Jessen was born and grew up in London. His father is a physicist and chemical engineer; his mother a translator. At school, he wanted to be a musician and opera director, but proved very good at science: "They told me you can always go back to music later!"
At college he realised he wasn't cut out to be a hospital consultant. "I loved seeing my patients but I hated the very old-school jumping through hoops that medicine entailed. I think that's why I took an alternative path."
He went to Africa where he encountered the full "calamity" of HIV. "It was the best thing I ever did. I was an only child from a sheltered public school and it made me grow up," he says. Returning to London, he decided to specialise in sexual health.
He started doing morning TV, then was offered Embarrassing Illnesses. He looked after Jack Osbourne through his travels in India for Finding God, and appeared on the documentary Harley Street.

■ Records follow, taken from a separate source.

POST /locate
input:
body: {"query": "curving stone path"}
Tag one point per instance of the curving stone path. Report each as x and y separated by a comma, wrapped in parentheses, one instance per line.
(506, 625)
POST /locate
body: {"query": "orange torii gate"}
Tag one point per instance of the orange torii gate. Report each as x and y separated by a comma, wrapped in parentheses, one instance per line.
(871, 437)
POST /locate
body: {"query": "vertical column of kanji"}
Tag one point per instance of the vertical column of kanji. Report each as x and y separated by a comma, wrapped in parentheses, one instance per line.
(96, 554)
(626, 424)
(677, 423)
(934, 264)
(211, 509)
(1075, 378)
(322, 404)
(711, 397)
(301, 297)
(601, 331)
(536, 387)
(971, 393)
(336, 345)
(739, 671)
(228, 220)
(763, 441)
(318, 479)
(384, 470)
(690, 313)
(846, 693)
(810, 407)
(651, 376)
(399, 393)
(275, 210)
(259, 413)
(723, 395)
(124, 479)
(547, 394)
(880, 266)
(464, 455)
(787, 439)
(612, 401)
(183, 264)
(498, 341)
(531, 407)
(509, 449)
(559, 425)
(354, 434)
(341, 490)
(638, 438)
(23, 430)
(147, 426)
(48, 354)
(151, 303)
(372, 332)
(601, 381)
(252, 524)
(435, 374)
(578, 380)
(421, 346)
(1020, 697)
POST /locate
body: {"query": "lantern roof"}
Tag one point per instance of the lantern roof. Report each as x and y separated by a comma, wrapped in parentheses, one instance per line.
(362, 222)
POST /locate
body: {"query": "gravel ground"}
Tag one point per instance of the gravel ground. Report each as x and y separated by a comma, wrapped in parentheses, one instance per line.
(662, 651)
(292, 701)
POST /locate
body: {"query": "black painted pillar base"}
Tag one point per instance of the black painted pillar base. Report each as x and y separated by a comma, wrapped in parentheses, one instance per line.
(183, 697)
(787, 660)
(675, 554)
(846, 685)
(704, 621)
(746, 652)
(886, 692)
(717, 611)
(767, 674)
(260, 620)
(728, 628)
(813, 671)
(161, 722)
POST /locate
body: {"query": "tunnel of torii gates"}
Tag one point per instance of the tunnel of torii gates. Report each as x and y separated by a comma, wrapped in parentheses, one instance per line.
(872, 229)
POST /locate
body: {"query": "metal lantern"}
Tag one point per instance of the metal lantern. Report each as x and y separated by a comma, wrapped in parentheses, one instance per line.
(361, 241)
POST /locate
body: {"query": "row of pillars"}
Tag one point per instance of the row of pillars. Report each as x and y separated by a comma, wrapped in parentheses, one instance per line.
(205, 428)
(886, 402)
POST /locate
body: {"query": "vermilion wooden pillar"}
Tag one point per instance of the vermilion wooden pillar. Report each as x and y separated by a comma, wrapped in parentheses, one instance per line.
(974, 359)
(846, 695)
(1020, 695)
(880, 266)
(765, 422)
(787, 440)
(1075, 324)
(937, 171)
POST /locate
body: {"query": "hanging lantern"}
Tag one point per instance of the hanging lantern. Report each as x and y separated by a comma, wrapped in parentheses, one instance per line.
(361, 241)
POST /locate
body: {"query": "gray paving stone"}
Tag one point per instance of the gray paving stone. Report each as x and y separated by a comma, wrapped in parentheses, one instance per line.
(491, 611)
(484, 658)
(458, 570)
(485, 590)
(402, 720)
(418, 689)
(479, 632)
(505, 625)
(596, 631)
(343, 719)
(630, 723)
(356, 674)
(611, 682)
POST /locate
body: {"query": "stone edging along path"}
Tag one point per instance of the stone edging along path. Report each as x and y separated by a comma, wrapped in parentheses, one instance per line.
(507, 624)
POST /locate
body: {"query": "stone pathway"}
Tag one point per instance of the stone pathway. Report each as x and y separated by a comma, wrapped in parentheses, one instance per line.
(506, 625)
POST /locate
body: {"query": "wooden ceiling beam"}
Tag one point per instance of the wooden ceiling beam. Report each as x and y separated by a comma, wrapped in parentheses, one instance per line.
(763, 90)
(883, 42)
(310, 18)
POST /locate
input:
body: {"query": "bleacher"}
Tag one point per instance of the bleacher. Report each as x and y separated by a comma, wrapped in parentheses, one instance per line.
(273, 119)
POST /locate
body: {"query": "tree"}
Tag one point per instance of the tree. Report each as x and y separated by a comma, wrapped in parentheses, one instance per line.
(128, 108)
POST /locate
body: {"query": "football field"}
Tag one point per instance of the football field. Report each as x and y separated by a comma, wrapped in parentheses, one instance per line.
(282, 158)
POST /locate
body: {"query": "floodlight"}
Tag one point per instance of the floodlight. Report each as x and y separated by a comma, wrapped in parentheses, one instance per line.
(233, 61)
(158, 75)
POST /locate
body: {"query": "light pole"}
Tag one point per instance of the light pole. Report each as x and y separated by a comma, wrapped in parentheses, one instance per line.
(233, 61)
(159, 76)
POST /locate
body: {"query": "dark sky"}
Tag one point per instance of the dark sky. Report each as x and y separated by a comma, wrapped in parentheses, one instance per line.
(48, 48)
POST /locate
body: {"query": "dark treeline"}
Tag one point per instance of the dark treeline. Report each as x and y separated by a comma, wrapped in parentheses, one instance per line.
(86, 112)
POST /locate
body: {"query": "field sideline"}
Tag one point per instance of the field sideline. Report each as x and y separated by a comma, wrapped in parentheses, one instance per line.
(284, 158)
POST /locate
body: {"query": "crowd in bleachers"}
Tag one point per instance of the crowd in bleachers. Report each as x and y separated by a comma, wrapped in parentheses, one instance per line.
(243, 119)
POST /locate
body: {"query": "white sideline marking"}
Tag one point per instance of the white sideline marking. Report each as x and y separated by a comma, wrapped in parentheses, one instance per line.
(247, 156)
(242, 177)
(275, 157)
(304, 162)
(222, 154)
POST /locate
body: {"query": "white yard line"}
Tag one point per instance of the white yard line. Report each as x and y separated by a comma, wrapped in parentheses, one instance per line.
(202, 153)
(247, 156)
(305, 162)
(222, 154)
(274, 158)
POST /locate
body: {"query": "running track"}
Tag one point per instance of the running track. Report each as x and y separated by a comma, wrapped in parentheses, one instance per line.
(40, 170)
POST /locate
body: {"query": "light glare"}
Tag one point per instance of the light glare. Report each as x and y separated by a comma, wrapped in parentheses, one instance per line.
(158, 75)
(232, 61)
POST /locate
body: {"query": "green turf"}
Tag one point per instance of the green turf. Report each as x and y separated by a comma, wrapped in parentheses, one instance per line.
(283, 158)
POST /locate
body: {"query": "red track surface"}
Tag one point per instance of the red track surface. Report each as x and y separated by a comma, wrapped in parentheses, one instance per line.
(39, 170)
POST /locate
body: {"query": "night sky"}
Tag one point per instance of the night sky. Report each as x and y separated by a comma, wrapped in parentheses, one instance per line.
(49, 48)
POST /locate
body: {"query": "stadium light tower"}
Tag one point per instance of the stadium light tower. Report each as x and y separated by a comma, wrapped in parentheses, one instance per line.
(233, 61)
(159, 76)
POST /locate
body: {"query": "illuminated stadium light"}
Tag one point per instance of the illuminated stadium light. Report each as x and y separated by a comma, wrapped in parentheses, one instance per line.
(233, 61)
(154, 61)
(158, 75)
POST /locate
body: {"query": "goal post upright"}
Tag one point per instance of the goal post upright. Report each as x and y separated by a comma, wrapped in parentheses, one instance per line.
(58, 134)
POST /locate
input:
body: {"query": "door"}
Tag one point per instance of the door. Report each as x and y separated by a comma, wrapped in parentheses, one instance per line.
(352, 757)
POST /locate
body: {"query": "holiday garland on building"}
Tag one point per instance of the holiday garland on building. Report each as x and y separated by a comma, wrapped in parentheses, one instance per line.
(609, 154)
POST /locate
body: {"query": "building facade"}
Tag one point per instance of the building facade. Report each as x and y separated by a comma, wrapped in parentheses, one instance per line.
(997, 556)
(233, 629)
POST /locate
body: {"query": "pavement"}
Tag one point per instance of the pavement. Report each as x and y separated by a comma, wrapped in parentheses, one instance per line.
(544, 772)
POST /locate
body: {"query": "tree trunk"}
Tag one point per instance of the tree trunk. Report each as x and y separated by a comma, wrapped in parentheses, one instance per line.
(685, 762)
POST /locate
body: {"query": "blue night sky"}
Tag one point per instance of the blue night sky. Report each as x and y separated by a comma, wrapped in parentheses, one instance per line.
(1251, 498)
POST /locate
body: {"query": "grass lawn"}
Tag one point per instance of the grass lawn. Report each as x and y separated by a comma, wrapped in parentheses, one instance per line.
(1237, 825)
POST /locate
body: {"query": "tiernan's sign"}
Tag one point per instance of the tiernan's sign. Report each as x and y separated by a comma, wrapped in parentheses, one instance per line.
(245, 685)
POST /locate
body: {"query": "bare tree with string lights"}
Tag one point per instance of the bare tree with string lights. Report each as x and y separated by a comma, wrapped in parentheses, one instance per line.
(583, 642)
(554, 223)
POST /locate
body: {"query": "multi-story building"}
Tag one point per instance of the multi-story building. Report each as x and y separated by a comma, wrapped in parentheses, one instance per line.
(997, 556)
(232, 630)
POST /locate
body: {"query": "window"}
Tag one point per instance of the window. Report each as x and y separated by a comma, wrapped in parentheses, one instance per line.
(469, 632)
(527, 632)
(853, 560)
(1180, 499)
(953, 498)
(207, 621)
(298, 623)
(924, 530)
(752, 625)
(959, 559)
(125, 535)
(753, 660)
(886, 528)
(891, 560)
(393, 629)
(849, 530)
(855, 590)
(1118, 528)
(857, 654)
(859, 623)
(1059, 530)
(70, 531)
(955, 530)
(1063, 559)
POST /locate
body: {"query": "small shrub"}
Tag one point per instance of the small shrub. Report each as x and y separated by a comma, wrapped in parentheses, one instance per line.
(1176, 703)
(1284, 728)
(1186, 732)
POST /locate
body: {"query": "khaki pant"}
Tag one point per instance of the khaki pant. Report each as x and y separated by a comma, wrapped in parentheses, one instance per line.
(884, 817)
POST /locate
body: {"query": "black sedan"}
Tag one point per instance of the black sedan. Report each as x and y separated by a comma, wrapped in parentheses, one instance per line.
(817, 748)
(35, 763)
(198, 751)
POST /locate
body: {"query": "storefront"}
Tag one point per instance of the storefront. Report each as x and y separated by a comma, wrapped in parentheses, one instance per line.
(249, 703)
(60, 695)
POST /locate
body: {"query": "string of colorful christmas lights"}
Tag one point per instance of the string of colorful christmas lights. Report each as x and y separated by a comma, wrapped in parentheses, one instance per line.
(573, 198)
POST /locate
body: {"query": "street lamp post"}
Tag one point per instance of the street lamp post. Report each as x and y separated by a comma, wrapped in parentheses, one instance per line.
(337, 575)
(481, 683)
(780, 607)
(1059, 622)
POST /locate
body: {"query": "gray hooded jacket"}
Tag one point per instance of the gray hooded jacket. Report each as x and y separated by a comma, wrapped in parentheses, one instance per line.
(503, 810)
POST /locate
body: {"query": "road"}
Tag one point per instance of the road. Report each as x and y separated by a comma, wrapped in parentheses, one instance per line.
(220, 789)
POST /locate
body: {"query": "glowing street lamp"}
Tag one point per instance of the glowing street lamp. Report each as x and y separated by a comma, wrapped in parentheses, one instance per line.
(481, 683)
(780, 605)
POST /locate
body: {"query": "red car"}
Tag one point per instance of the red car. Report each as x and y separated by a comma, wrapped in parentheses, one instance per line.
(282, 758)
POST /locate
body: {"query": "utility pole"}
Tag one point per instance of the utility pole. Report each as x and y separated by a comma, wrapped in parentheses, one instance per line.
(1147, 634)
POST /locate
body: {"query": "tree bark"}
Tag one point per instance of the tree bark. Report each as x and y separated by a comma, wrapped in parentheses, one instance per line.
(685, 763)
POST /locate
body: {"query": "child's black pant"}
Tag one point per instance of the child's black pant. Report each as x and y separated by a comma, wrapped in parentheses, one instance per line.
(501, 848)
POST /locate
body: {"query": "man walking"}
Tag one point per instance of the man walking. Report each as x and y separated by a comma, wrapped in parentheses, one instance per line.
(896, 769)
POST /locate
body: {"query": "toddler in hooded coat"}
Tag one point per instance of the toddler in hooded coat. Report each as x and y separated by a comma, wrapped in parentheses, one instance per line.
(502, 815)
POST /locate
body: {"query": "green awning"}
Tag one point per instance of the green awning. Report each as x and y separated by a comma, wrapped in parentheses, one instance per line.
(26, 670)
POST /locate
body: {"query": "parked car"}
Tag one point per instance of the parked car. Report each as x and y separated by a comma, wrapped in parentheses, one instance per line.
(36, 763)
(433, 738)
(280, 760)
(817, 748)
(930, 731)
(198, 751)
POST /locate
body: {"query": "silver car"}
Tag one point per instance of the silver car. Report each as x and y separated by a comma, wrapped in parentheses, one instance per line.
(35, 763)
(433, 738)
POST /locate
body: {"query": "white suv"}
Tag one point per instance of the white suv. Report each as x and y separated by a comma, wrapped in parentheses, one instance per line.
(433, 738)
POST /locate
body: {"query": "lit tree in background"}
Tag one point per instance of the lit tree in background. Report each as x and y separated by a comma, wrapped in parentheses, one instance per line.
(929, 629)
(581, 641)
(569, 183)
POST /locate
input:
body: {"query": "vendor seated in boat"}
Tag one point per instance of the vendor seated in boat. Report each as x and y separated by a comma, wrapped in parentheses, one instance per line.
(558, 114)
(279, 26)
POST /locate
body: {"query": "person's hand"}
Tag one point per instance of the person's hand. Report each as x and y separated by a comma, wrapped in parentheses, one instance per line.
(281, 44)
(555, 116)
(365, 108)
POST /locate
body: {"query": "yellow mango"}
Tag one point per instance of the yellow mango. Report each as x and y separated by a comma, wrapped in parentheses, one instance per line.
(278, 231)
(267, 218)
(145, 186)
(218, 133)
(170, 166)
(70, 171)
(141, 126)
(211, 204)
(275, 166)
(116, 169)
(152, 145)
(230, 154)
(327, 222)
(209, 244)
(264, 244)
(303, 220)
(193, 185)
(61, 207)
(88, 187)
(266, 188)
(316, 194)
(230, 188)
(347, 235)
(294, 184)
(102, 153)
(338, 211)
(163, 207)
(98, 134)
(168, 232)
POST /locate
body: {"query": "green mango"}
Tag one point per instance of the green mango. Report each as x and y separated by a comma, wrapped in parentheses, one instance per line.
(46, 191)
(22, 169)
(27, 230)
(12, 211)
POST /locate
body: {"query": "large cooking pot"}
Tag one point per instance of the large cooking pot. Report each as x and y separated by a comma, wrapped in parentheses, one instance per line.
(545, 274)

Supersize vs Superskinny put Jessen on the map. On the show he helps an overweight and an underweight person swap diets for a week to tackle their chaotic eating patterns.
"It's a brilliant concept to make them sit and watch someone else trying to exist for seven days on what they eat themselves. By the end of the week they're apologising to each other, and that's why it worked."
He hates the whole concept of size zero. "I think women are under an awful lot of pressure but they need to realise an utterly lean fashion body isn't a body for bringing up children - if you get ill or pregnant you've got no reserves at all."
Jessen is driven. He works with health charities, plays the oboe, rides horses and models. It would sound comical if he wasn't so nice.
Being a doctor, he's not shouting about his personal life. "I'm in a relationship. But I'm away so much travelling it's an issue that needs to be addressed. But then I've always been in slightly uneven relationships in that respect. I think I'm slightly bossy, I like to be Queen Bee."
His parents are fine about his explicit TV shows. "I'm an only child so they have to rub along about what I do!" In fact, his retired mother, who now teaches English in Wandsworth Prison, says it helps her bond with her prisoners.
He never wants to stop seeing patients. "People are frightened, people are fragile. As doctors, we've always regarded health as our little secret. You come and see us in our inner sanctums and we're the ones in control. The traditional doctor was a paternalistic figure who said: 'Take the blue pills once a day and off you go.' That needs to change."
Jessen is an advocate of the cervical cancer vaccine. "It does not encourage promiscuity and underage sex in girls who have it, and parents who withhold it from their daughters are being reckless. Would they do the same if there was a chlamydia or even an HIV vaccine? I certainly hope not."
But he also believes in tough love. "People need to take more control of their health. I get frustrated by patients who have absolutely no idea about a condition they have. Why aren't they interested in why their bodies are going wrong?"
He agrees doctors should extend surgery hours in London. "I think life is changing and we have to adjust. How does a City boy or girl get to a doctor?" But he thinks there should be a charge (excluding people with chronic conditions) to generate income and make sure it's a genuine appointment. "I'd charge a fiver for a GP appointment for everybody. I think it would stop a lot of the rubbish."
Next, he starts filming a new show, The Ugly Face of Beauty. "It's going to be a campaigning show about people having plastic surgery abroad and the NHS having to pick up the pieces when it goes wrong."
And he's going on tour around the country in September with An Audience with Dr Christian.
He laughs when I say he's been typecast as the doctor who talks about willies on TV. But the McBride affair has taken him into another league.
"Secretly, on that Sunday [when the story broke] I realised I couldn't pay for PR like that. I thought: 'Wow, this is great, every MP in the country will know who I am!'"
Embarrassing Bodies is on Channel 4 on Wednesdays at 8pm.